In "Mut ist der Anfang vom Glück" erkennt die Jugendliche Kim, dass sie sich bislang nicht für das andere Geschlecht interessiert hat und sich wohl auch niemals von jenem angezogen fühlen wird, als sie sich mehr und mehr zu einer neuen Mitschülerin hingezogen fühlt, die offen zu ihrer Homosexualität steht. Aber während Kim sich die Gefühle für Ella selbst leicht eingestehen kann, zögert sie doch, so frei wie Ella mit ihrer gleichgeschlechtlichen Orientierung umzugehen. Denn ist ihr Umfeld nicht zu konservativ, um Kims Homosexualität vorbehaltlos zu akzeptieren?

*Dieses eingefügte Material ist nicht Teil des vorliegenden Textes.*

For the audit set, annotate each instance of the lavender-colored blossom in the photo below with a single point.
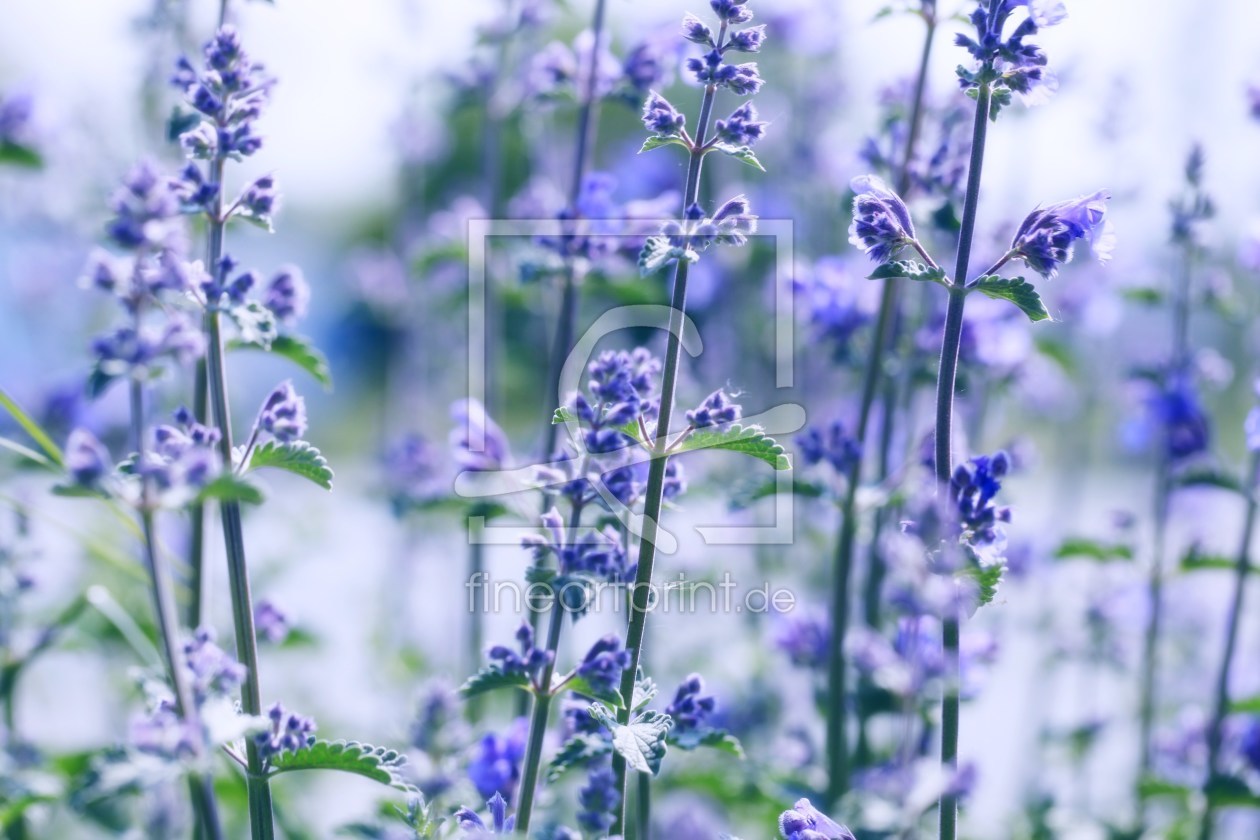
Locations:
(284, 413)
(741, 129)
(287, 295)
(287, 733)
(691, 708)
(832, 443)
(973, 489)
(803, 821)
(597, 800)
(213, 673)
(527, 661)
(1021, 66)
(473, 828)
(15, 113)
(602, 665)
(231, 92)
(1046, 237)
(87, 461)
(474, 428)
(146, 212)
(495, 763)
(660, 117)
(270, 621)
(732, 11)
(881, 223)
(805, 637)
(258, 200)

Ich finde die gegenwärtige Kurzbeschreibung dieses Romans Gürtlers missverständlich: Angesichts der dort gegebenen Informationen war ich mit der Erwartung an die Geschichte herangegangen, dass die Protagonistin Kim sich bereits über ihre sexuelle Orientierung im Klaren war. Stattdessen wird ihr im Verlaufe der Handlung aber überhaupt erst klar, dass sie, die sich selbst noch nie groß darüber Gedanken gemacht hatte, dass sie sich nicht für Jungs interessierte, sich eben zum eigenen Geschlecht hingezogen fühlt.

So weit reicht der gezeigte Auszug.